The review included 22 cohort and cross-sectional studies comprising of 2255 infants. The studies that compared the accuracy of serum CRP levels with microbiological culture results to diagnose late-onset (>72 hours after birth) infection in newborns (any gestational age) hospitalized after birth were included.
The primary meta-analysis outcome was diagnostic test accuracy of serum CRP level taken at the initial investigation of an infant with suspected late-onset infection.
Key findings of the study include:
- Participants in most studies were preterm (<37 weeks) or very low-birth weight (<1500 g) infants. Two studies additionally enrolled infants born at term.
- Most studies (14 of 16) used a prespecified CRP level cutoff for a "positive" index test (5-10 mg/L) and the culture of a pathogenic microorganism from blood as the reference standard.

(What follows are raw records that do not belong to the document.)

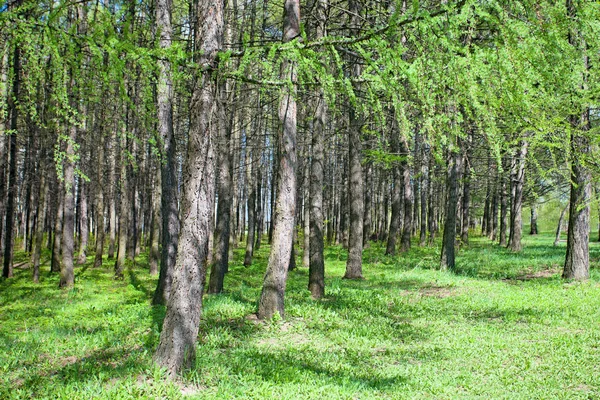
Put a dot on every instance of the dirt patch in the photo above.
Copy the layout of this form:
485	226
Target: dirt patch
440	292
546	273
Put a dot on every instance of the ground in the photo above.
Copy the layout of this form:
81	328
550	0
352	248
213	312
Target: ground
503	326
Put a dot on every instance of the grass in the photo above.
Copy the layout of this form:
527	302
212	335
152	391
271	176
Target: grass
503	326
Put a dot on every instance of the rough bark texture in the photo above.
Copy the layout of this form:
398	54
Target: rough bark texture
516	215
225	190
83	221
398	178
7	270
356	198
533	220
448	242
168	171
408	199
316	271
154	257
67	276
41	217
124	220
100	204
57	232
177	345
577	261
273	291
503	203
560	224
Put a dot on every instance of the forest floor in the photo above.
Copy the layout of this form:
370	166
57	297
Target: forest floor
503	326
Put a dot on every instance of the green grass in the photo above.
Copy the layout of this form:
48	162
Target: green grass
504	326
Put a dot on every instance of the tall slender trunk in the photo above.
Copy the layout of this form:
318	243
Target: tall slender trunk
408	198
503	202
67	276
398	179
7	270
533	220
577	260
273	290
516	218
41	217
168	170
448	242
560	224
177	345
356	194
84	226
466	199
225	191
316	272
100	187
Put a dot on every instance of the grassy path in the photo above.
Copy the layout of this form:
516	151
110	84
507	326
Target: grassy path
504	326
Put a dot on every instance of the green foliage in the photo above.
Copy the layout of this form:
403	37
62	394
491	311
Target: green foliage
504	326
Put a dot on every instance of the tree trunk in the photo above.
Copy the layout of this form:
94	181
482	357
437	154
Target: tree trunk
83	220
560	223
67	276
7	270
503	202
533	220
124	210
577	260
398	179
516	219
168	171
225	190
316	272
177	345
448	242
408	198
273	290
356	194
41	213
154	257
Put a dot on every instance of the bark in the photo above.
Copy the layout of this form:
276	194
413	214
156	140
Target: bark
560	224
356	194
503	202
225	190
168	170
251	203
124	210
177	346
83	221
7	270
449	239
533	220
67	276
408	199
100	185
57	236
424	192
516	219
398	179
368	204
466	198
316	271
41	217
273	290
112	198
577	260
154	257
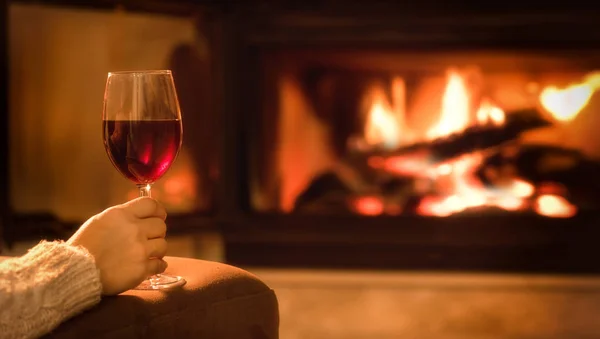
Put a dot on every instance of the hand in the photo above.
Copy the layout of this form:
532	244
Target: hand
127	242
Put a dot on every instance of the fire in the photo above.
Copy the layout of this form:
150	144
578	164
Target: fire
456	181
555	206
385	125
454	117
564	104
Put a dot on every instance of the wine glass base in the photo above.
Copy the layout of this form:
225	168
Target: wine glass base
161	282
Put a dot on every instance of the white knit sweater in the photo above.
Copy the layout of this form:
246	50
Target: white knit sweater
51	283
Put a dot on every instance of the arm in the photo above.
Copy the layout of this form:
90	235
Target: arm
51	283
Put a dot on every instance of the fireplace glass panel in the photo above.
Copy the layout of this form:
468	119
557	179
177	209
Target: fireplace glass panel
434	134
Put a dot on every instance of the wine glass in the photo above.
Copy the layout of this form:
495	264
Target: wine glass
142	134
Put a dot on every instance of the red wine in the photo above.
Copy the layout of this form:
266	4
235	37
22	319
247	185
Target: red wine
142	150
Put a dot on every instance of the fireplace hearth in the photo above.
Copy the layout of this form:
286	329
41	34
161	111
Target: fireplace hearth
423	139
391	136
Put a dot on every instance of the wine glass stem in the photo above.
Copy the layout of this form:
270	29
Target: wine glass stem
145	190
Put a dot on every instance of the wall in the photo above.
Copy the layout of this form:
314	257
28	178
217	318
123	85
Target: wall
59	60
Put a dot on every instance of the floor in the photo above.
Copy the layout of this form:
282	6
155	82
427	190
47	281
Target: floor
384	305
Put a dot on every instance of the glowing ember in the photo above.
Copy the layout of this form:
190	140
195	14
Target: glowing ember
555	206
369	205
456	182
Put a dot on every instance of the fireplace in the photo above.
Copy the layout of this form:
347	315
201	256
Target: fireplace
388	137
367	135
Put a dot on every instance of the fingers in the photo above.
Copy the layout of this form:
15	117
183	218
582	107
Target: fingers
156	266
153	228
156	248
146	207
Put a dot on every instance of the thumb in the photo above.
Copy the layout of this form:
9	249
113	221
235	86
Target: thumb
156	266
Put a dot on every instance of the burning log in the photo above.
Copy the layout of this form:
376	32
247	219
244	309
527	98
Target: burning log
563	171
474	138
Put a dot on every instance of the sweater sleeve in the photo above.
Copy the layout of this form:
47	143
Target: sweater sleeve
51	283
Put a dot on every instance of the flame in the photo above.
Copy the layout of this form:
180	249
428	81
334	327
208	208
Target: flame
455	181
488	113
385	125
454	116
564	104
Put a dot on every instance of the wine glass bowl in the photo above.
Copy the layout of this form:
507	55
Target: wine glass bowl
142	133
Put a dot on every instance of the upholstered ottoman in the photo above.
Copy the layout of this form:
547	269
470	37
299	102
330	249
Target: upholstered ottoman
218	301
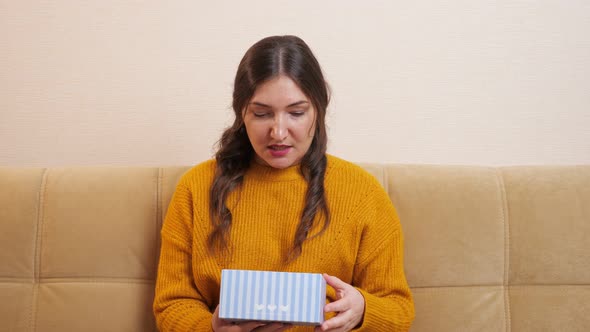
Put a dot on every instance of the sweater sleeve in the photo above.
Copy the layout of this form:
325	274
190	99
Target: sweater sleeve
178	306
379	271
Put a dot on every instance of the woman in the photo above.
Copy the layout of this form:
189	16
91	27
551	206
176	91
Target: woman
274	200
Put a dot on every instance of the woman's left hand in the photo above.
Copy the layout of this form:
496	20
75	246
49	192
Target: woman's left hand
350	306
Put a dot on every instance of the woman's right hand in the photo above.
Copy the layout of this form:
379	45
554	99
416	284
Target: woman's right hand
221	325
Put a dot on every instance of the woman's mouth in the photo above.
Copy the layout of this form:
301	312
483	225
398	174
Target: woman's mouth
279	150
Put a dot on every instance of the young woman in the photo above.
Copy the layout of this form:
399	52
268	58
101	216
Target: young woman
272	199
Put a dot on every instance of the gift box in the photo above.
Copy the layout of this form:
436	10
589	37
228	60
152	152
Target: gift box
296	298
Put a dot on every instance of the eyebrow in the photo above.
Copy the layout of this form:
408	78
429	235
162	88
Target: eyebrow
297	103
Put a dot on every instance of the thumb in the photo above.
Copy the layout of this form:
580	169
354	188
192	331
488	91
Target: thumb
335	282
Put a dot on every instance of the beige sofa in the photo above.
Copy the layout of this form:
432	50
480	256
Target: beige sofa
487	249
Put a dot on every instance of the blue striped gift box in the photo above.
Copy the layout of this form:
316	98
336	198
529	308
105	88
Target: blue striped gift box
296	298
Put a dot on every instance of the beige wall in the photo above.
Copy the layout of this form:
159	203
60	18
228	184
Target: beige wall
149	82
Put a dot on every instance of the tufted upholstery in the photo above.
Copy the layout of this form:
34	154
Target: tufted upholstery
487	249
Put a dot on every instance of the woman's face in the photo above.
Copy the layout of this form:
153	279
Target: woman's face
280	122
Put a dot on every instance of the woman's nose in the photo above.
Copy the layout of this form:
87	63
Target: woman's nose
279	129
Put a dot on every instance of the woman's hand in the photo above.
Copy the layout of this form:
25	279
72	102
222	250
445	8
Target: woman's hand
221	325
350	307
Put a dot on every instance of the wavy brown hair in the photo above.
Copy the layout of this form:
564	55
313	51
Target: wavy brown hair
269	58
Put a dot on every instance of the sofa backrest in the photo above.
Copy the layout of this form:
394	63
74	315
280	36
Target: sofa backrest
486	249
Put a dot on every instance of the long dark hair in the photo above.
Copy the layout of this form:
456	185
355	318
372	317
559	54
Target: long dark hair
269	58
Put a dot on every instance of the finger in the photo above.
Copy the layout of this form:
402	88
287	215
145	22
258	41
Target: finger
338	306
334	323
335	282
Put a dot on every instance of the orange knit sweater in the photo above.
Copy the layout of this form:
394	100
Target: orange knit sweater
363	245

- Risk of bias was low with independent assessment of index and reference tests.
- At median specificity (0.74), pooled sensitivity was 0.62 (95% CI, 0.50-0.72).
- Adding serum CRP level to the assessment of an infant with a 40% pretest probability of late-onset infection (the median for the included studies) generated posttest probabilities of 26% for a negative test result and 61% for a positive test result.
The study, "Assessment of C-Reactive Protein Diagnostic Test Accuracy for Late-Onset Infection in Newborn Infants: A Systematic Review and Meta-analysis," is published in the journal JAMA Pediatrics.